How does the Italian legislation punish offences at work?
The Consolidation Act on the Protection of Health and Safety in the Workplace, approved by Legislative Decree 81 in 2008, included for the first time two culpable offences linked to company organisation and the behaviour of those responsible: injury and homicide related to accidents at work.
The above-mentioned crimes, committed in violation of health and safety regulations, are punished with increased penalties compared to the same crimes but committed in ordinary contexts. Over the years, the application of the law has unfortunately not been unequivocal: jurisprudence has been divided on the legal nature of the obligation or burden of work organisation. In too many cases, there has been a tendency to consider compliance as a burden and not as an obligation, reducing companies’ liability.
Is it enough to provide equipment for workers in order to ensure their safety?
The answer is not trivial, a pure and simple statement is not sufficient in such a regulated and therefore complex field.

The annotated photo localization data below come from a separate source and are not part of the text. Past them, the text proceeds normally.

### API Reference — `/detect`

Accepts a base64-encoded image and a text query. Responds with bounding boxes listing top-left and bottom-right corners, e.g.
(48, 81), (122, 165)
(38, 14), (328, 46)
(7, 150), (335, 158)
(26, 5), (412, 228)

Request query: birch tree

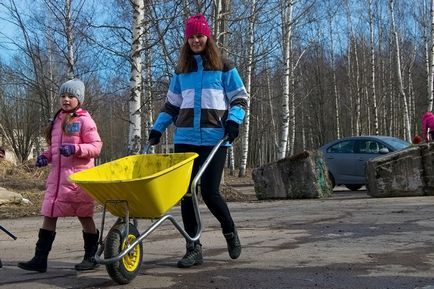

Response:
(127, 0), (144, 155)
(238, 0), (255, 177)
(368, 0), (379, 135)
(277, 0), (293, 160)
(142, 1), (153, 149)
(344, 0), (362, 136)
(64, 0), (75, 78)
(389, 0), (411, 141)
(327, 4), (341, 139)
(43, 0), (78, 79)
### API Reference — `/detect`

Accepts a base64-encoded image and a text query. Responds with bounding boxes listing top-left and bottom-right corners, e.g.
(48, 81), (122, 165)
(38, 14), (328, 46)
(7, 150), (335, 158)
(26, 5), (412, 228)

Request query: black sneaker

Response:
(177, 243), (203, 268)
(224, 230), (241, 259)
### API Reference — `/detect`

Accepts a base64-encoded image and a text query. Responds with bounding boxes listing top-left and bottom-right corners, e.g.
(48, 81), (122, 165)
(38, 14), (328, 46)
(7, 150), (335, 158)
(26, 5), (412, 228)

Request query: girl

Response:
(148, 14), (249, 268)
(18, 78), (102, 273)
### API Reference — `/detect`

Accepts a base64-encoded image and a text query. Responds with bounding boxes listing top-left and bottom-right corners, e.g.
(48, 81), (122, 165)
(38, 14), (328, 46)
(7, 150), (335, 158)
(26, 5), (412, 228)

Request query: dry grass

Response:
(0, 161), (254, 219)
(0, 160), (48, 219)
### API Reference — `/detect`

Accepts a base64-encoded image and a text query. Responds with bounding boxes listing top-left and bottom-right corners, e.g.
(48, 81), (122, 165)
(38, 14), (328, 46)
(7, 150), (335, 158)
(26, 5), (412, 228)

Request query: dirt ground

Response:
(0, 160), (255, 219)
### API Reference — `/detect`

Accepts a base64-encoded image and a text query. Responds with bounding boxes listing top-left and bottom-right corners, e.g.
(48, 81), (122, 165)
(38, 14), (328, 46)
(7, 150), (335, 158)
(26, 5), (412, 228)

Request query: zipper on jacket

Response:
(50, 118), (63, 216)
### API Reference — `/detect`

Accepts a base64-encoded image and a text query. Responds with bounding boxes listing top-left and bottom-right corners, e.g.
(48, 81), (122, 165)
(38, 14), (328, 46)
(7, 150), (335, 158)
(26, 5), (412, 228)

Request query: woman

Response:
(148, 14), (249, 268)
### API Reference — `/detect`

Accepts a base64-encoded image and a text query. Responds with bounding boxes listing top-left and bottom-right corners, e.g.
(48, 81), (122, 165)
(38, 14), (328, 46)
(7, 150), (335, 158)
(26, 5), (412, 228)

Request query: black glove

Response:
(148, 129), (162, 145)
(225, 120), (240, 144)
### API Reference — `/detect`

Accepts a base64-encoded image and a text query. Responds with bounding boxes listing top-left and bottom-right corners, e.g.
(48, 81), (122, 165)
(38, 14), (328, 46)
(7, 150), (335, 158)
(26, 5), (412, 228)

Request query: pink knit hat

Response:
(185, 14), (212, 39)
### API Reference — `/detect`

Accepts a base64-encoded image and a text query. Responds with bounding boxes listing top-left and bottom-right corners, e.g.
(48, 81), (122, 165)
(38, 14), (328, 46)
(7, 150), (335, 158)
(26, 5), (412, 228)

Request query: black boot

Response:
(17, 229), (56, 273)
(177, 242), (203, 268)
(0, 258), (2, 268)
(224, 229), (241, 259)
(75, 230), (99, 271)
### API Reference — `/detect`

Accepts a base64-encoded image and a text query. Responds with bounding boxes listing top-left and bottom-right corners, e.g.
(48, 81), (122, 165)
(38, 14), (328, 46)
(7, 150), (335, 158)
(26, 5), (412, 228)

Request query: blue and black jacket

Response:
(152, 54), (249, 146)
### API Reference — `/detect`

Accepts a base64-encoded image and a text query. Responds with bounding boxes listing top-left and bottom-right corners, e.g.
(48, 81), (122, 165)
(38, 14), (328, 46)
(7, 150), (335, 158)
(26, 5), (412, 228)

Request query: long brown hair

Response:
(176, 37), (223, 74)
(44, 107), (79, 145)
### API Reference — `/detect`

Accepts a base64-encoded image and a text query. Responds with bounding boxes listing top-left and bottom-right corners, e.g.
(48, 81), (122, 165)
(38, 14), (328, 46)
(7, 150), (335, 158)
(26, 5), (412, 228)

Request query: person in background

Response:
(421, 112), (434, 142)
(17, 78), (102, 273)
(412, 135), (423, 145)
(148, 14), (249, 268)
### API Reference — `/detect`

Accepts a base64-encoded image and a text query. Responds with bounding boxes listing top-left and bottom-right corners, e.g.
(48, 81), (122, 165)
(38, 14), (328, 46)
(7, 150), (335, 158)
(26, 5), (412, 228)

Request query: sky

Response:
(0, 1), (24, 63)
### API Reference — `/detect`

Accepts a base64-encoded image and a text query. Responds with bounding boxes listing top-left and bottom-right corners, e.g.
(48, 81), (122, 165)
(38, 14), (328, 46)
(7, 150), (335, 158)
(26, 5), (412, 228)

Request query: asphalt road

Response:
(2, 188), (434, 289)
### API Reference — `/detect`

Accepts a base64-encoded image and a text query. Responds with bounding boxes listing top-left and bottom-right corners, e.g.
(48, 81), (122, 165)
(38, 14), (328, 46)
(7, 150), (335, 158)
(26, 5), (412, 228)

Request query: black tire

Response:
(328, 172), (336, 188)
(345, 184), (363, 191)
(104, 222), (143, 285)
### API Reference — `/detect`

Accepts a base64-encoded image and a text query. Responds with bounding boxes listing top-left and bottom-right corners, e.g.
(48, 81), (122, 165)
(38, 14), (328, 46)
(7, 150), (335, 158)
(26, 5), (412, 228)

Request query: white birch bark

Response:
(213, 0), (222, 41)
(277, 0), (293, 160)
(389, 0), (411, 141)
(369, 0), (379, 135)
(128, 0), (144, 155)
(238, 0), (255, 177)
(288, 62), (295, 156)
(328, 13), (340, 139)
(345, 1), (361, 135)
(211, 0), (235, 174)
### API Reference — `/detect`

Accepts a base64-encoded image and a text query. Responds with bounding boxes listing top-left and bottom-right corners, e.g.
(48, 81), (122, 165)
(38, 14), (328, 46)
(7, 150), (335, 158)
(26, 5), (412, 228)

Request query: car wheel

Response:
(328, 172), (336, 188)
(345, 184), (363, 191)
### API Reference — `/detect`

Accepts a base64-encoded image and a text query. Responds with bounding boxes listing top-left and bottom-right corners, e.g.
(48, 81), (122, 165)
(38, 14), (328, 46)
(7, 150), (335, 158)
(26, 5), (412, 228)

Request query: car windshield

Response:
(382, 137), (410, 150)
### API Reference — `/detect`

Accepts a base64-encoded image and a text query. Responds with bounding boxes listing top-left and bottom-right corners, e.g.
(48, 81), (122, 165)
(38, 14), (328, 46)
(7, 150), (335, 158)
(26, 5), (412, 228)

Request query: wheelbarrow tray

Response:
(69, 153), (198, 219)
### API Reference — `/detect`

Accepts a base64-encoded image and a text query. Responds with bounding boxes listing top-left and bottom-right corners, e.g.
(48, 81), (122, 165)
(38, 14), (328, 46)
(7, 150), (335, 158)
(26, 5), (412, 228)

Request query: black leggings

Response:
(175, 144), (235, 239)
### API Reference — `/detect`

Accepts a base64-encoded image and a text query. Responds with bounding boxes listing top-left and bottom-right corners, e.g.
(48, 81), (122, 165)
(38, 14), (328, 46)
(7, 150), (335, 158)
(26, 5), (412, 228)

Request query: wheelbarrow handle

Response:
(0, 225), (17, 240)
(142, 134), (229, 155)
(141, 142), (152, 154)
(186, 135), (228, 243)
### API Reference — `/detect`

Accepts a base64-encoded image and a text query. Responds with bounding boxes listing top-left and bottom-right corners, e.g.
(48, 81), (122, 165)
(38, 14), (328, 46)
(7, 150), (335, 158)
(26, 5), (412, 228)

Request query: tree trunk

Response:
(238, 0), (255, 177)
(128, 0), (144, 155)
(277, 0), (293, 160)
(65, 0), (74, 79)
(389, 0), (411, 141)
(328, 12), (340, 139)
(369, 0), (379, 135)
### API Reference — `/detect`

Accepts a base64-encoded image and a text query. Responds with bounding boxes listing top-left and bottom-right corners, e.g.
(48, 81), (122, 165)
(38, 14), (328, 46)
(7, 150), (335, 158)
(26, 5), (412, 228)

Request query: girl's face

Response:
(60, 93), (79, 112)
(188, 34), (208, 54)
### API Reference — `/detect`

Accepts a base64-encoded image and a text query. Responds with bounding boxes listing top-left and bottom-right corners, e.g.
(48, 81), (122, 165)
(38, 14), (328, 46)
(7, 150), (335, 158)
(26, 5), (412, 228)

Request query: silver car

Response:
(319, 135), (410, 190)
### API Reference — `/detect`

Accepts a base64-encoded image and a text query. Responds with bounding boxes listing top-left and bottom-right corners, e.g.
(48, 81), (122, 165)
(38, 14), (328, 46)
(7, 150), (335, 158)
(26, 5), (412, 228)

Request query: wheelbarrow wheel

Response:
(104, 222), (143, 284)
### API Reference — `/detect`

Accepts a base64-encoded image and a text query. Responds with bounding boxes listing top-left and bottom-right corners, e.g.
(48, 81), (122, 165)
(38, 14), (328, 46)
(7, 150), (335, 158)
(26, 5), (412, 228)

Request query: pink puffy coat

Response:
(422, 112), (434, 142)
(41, 108), (102, 217)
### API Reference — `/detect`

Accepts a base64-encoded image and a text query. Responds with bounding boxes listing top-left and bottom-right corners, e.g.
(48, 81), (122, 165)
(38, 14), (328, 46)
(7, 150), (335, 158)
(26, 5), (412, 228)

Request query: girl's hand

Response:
(35, 155), (48, 167)
(60, 144), (76, 157)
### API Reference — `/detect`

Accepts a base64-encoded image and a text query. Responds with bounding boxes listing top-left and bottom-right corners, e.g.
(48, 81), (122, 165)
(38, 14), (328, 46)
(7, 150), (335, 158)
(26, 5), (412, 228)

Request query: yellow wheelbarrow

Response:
(69, 138), (226, 284)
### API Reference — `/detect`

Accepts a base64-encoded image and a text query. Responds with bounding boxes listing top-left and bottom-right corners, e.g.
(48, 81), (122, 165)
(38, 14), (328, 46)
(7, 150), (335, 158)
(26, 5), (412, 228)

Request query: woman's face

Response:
(188, 34), (208, 54)
(60, 93), (79, 112)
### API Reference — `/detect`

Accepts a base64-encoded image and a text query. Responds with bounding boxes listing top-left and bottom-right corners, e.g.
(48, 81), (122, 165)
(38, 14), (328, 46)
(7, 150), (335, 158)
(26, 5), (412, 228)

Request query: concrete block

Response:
(366, 146), (424, 197)
(252, 150), (332, 200)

Certainly, providing equipment to workers is at the heart of an employer’s duties/obligations, as is adequate and non-optional maintenance of equipment. However, the suitability of machinery and tools is considered just as important by the regulations as is the adaptation of equipment to the evolution of technology.
Riportiamo di seguito un pronunciamento della Cassazione penale , sez. IV , 27/10/2021 , n. 41147
On the subject of accidents at work, the liability of the manufacturer, in the event that the harmful event is caused by the non-observance of accident prevention precautions in the design and manufacture of the machine, does not exclude the liability of the employer, who has the obligation to eliminate sources of danger for employees who must use that machine and to adopt all the most modern tools that technology offers to ensure the safety of workers; an exception may be made to that rule only in the event that the ascertainment of an element of danger is rendered impossible by the special characteristics of the machine or by the design defect, which do not permit its existence to be ascertained with ordinary diligence. (Case in point, relating to a machine known as a ‘flattening and cross-cutting banding line’, purchased ten years before the accident and equipped with the CE mark and a mechanism for segregating the dangerous moving parts, which could be easily opened, but lacked an automatic locking system for the moving parts, in which the Court held that the employer’s liability for the injuries sustained by a worker while he was cleaning it was immune from censure, for not having adapted the safety standards in the light of technological progress and not having installed automatic locking mechanisms).
What measures should be taken to provide a rapid and effective response to this emergency?
It would be enough to put into practice all the regulatory precepts in force in our country, but this requires a culture of safety on the part of those who must guarantee it. Employers very often judge the issue as an unnecessary frill and a disproportionate expense compared to the benefits.
In some cases even workers, feeling confident in the skills they have acquired over time, do not correctly adapt to the instructions given to them by company safety figures, committing serious errors that negatively affect their health and of their colleagues.
The numerous and continuous training courses do not seem to bear the desired results.
In this context, it is therefore necessary to intervene with internal and external controls, inspections and sanctions, as well as certain and severe penalties for offenders.
As written at the beginning, synergy between the actors is crucial, everyone is called upon to play his or her part in such a complex context as occupational health and safety.